Références bibliographiques :

Brunet, É. (2000) : " Qui lemmatise dilemme attise ", dans L. Jose et A. Theissen (éds.), Scolia, n°13 (Actes des 11èmes rencontres linguistiques en pays rhénan), Strasbourg, pp. 7-32.

Évrard, É. & Mellet, S. (1998) : " Les méthodes quantitatives en langues anciennes ", Lalies n°18, pp. 111-155.

LABBE Dominique, (1990), Normes de saisie et de dépouillement des textes politiques, Grenoble, Cahier du CERAT.

Mellet, S. (1996) : " Les atouts de la lemmatisation ", dans G. Moracchini (éd.), Bases de données linguistiques : conceptions, réalisations, exploitations (Actes du colloque international de Corte), Corte, pp. 309-316.

Purnelle, G. (1988) : Cato, De Agricultura, Fragmenta omnia seruata : Index verborum, liste de fréquence, relevés grammaticaux, Liège : CIPL, série du L.A.S.L.A. n° 15.

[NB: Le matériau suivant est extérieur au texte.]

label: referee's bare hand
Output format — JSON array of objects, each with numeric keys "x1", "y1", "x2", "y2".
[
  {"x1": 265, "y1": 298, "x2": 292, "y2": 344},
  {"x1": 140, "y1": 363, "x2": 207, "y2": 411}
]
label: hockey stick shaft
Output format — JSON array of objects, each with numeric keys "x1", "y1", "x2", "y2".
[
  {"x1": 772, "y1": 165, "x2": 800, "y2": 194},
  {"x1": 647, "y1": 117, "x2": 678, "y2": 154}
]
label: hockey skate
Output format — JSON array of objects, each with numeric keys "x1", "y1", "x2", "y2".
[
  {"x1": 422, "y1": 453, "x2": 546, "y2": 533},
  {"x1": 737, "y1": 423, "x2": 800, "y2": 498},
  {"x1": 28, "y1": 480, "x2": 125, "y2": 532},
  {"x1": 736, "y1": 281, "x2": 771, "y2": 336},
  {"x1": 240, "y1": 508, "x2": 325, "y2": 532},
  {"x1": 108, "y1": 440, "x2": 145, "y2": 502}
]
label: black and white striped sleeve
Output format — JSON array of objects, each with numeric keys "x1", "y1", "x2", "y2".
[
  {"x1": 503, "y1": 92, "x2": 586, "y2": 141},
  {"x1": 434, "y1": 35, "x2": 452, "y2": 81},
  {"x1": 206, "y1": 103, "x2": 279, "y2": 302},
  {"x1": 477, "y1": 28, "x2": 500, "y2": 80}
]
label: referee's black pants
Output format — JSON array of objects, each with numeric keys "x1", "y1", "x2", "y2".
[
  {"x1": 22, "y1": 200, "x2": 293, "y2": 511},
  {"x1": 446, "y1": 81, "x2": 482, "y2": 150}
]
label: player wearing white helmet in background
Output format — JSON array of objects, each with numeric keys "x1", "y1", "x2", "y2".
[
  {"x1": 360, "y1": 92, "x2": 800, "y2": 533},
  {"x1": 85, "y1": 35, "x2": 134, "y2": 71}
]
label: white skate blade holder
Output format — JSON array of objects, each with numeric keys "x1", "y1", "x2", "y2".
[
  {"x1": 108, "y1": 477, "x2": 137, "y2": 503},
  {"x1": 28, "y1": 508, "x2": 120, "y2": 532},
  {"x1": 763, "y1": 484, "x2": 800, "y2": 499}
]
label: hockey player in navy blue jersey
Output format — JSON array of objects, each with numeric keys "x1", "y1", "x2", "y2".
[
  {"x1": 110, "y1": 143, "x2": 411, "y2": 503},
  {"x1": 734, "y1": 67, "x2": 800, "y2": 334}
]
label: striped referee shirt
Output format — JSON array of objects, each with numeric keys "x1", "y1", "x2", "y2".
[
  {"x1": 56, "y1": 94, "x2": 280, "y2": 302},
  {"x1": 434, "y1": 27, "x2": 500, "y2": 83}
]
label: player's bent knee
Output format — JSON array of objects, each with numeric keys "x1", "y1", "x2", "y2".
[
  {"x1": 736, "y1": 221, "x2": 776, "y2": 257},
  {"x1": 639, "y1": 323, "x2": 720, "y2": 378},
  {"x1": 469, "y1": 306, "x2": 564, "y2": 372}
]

Purnelle, G. (1996) : " Utilisation d’une banque de données de textes latins lemmatisés et analysés. Problèmes spécifiques aux données linguistiques ", dans G. Moracchini (éd.), Bases de données linguistiques : conceptions, réalisations, exploitations (Actes du colloque international de Corte), Corte, pp. 295-307.